The MHRA’s enforcement powers include the launch of criminal proceedings in appropriate circumstances. However, in practice, prosecutions are rare. The agency prefers to use alternative enforcement powers, including issuance of warning letters, notices and formal cautions.
Following an investigation, the MHRA has a range of penalties. It can issue warning letters or formal cautions, suspend, revoke or vary licences or seek injunctions from the civil courts (eg, to prevent the supply of medicines that have not been properly authorised). There are also powers relating to specific areas of law (eg, infringement notices for breach of pharmacovigilance requirements and notices regarding advertising duties).
The MHRA may also bring criminal prosecutions, punishable by an unlimited fine (on summary conviction) or by an unlimited fine or up to two years’ imprisonment or both (on indictment).
What mechanisms are in place to combat bribery, fraud, collusion, counterfeiting and other dishonest practices in the pharmaceutical sector?
In addition to the prohibited acts under the Bribery Act 2010, Regulation 300(1) of the Human Medicines Regulations prohibits the supply, offer or promise of any gift, pecuniary advantage or benefit to healthcare service providers in connection with the promotion of medicinal products, unless it is inexpensive and relevant to medical practice.
Healthcare professionals must similarly refrain from accepting or soliciting such benefits (Regulation 300(4)). Examples of practices that fall within the scope of Regulation 300(1) include:
- price promotions;
- bonus schemes; and
- merchandising offers.
The provision of hospitality to healthcare professionals, which includes sponsorship and travel expense payments, is restricted under Regulation 300(2). Guidance on how the provisions will be applied is set out in Section 6.14 of the MHRA’s Blue Guide. All financial relationships between healthcare professionals and their suppliers must also comply with the Bribery Act.

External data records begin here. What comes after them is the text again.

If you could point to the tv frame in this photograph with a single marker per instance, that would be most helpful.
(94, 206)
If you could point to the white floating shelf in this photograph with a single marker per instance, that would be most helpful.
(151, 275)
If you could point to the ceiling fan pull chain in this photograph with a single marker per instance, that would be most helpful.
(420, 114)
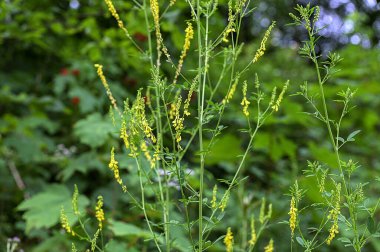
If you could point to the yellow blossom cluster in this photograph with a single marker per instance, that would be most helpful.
(293, 215)
(99, 213)
(253, 239)
(231, 92)
(114, 166)
(178, 121)
(229, 240)
(260, 52)
(245, 103)
(189, 34)
(334, 214)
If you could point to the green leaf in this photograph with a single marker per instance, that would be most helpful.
(43, 209)
(352, 135)
(125, 229)
(93, 130)
(300, 241)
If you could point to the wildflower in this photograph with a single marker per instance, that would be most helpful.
(253, 239)
(124, 134)
(65, 222)
(189, 97)
(223, 203)
(232, 90)
(269, 247)
(229, 240)
(280, 97)
(114, 166)
(178, 121)
(93, 241)
(114, 13)
(262, 211)
(245, 103)
(213, 201)
(99, 214)
(334, 214)
(73, 248)
(75, 200)
(99, 70)
(293, 215)
(189, 34)
(260, 52)
(144, 149)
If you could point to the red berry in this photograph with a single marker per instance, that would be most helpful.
(75, 100)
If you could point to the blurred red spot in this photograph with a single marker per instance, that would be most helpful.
(64, 71)
(75, 72)
(75, 100)
(140, 37)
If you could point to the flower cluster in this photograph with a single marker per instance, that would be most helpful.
(99, 213)
(293, 215)
(229, 240)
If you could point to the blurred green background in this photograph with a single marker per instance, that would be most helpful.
(55, 132)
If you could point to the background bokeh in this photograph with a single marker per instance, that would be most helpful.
(55, 131)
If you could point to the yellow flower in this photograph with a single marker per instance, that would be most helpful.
(253, 239)
(75, 200)
(189, 34)
(269, 247)
(99, 214)
(231, 92)
(333, 215)
(229, 240)
(293, 215)
(213, 201)
(260, 52)
(65, 222)
(245, 103)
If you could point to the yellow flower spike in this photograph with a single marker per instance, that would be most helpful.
(260, 52)
(74, 201)
(188, 99)
(144, 149)
(280, 97)
(293, 215)
(189, 34)
(262, 211)
(65, 222)
(269, 247)
(114, 167)
(99, 70)
(229, 240)
(333, 215)
(231, 92)
(99, 213)
(178, 121)
(245, 103)
(253, 239)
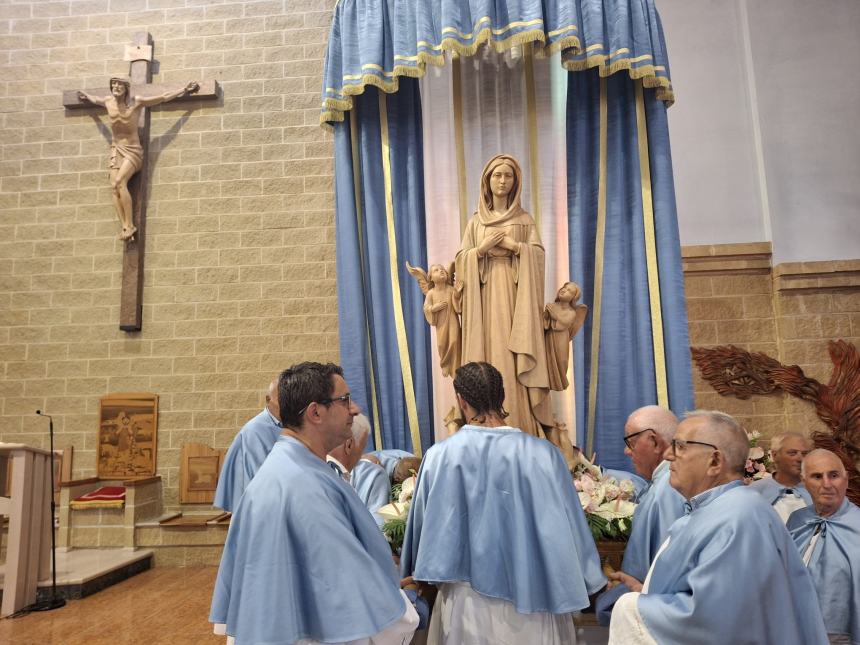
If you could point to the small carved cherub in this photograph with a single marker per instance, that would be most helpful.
(440, 309)
(561, 320)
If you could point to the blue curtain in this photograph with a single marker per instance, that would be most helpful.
(612, 48)
(392, 386)
(623, 370)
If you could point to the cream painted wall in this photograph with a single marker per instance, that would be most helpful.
(764, 136)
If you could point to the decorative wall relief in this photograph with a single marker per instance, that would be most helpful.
(732, 371)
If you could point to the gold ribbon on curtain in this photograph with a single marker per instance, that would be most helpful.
(651, 251)
(397, 304)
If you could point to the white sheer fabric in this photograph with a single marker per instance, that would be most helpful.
(495, 120)
(461, 615)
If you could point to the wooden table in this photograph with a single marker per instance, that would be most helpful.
(28, 554)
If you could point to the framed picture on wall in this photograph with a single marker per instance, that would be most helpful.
(128, 429)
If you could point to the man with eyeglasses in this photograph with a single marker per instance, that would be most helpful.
(784, 491)
(647, 434)
(300, 536)
(828, 536)
(248, 451)
(727, 571)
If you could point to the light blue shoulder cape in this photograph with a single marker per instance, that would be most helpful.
(772, 490)
(371, 483)
(244, 457)
(389, 458)
(496, 508)
(657, 510)
(299, 541)
(834, 565)
(731, 574)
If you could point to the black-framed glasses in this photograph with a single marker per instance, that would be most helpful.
(346, 398)
(682, 445)
(628, 440)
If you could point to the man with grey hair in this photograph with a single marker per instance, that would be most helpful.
(369, 480)
(648, 433)
(729, 551)
(828, 536)
(248, 451)
(784, 490)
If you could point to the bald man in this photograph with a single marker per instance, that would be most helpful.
(828, 536)
(727, 571)
(784, 491)
(248, 451)
(648, 433)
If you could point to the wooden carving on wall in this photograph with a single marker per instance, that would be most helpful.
(735, 372)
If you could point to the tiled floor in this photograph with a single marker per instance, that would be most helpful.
(160, 606)
(167, 605)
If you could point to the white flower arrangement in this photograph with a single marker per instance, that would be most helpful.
(607, 502)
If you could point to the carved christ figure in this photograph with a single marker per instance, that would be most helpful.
(562, 319)
(126, 151)
(441, 306)
(500, 271)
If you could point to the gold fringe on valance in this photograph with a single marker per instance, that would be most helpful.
(340, 101)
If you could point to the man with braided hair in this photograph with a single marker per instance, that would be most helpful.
(497, 526)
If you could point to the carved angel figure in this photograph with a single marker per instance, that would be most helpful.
(441, 306)
(561, 320)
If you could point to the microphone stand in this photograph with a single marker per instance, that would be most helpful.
(54, 602)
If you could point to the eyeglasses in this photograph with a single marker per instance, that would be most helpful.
(346, 398)
(628, 440)
(681, 445)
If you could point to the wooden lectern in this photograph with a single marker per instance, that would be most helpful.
(28, 554)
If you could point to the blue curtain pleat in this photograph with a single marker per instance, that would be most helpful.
(365, 285)
(625, 376)
(672, 296)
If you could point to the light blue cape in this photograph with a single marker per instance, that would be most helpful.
(772, 490)
(244, 457)
(299, 541)
(496, 508)
(834, 565)
(388, 458)
(371, 483)
(731, 574)
(656, 511)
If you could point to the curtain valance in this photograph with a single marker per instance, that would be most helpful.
(374, 42)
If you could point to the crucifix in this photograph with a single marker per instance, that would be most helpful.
(127, 101)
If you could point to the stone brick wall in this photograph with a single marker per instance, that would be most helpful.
(240, 274)
(789, 312)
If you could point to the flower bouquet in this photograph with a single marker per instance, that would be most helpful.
(606, 501)
(758, 461)
(396, 512)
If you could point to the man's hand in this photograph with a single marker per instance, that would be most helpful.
(490, 241)
(620, 577)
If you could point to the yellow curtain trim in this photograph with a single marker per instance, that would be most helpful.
(331, 106)
(531, 112)
(397, 304)
(459, 142)
(651, 252)
(599, 245)
(647, 73)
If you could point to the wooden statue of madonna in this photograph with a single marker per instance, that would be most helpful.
(498, 292)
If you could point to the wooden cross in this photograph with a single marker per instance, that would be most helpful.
(139, 55)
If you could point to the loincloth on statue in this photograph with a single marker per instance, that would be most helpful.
(120, 151)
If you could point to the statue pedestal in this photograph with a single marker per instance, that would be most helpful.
(611, 553)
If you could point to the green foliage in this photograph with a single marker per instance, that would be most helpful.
(394, 531)
(395, 492)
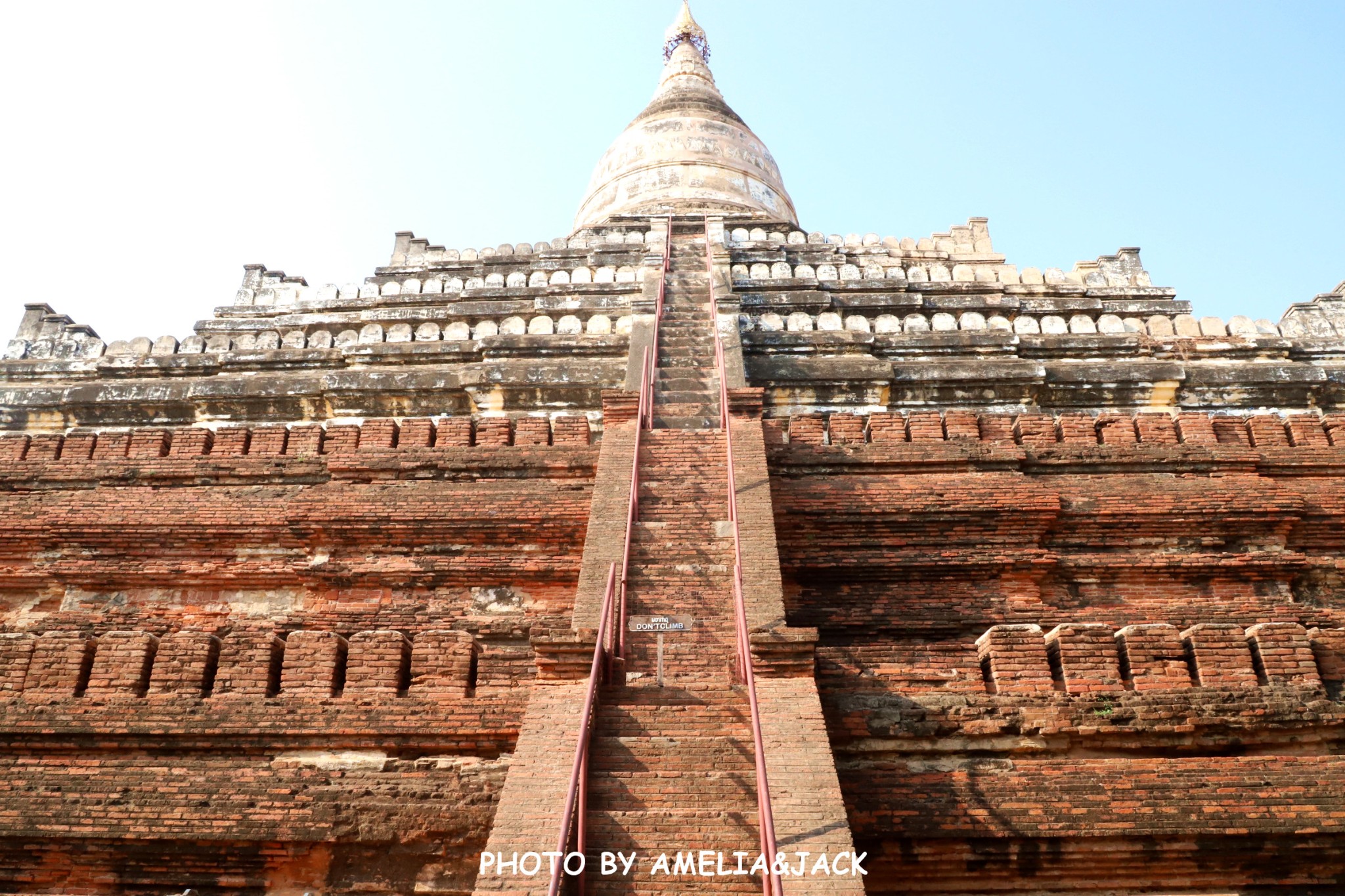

In addition to the legislative framework, the Prescription Medicines Code of Practice Authority may impose penalties where a breach of the Association of the British Pharmaceutical Industry Code is found to have occurred. If so, the relevant company must give an undertaking that the practice in question has ceased immediately and that all possible steps have been taken to avoid a similar breach in future. An undertaking must be accompanied by details of the action taken to implement the ruling. Detailed case reports are published once the case has been concluded.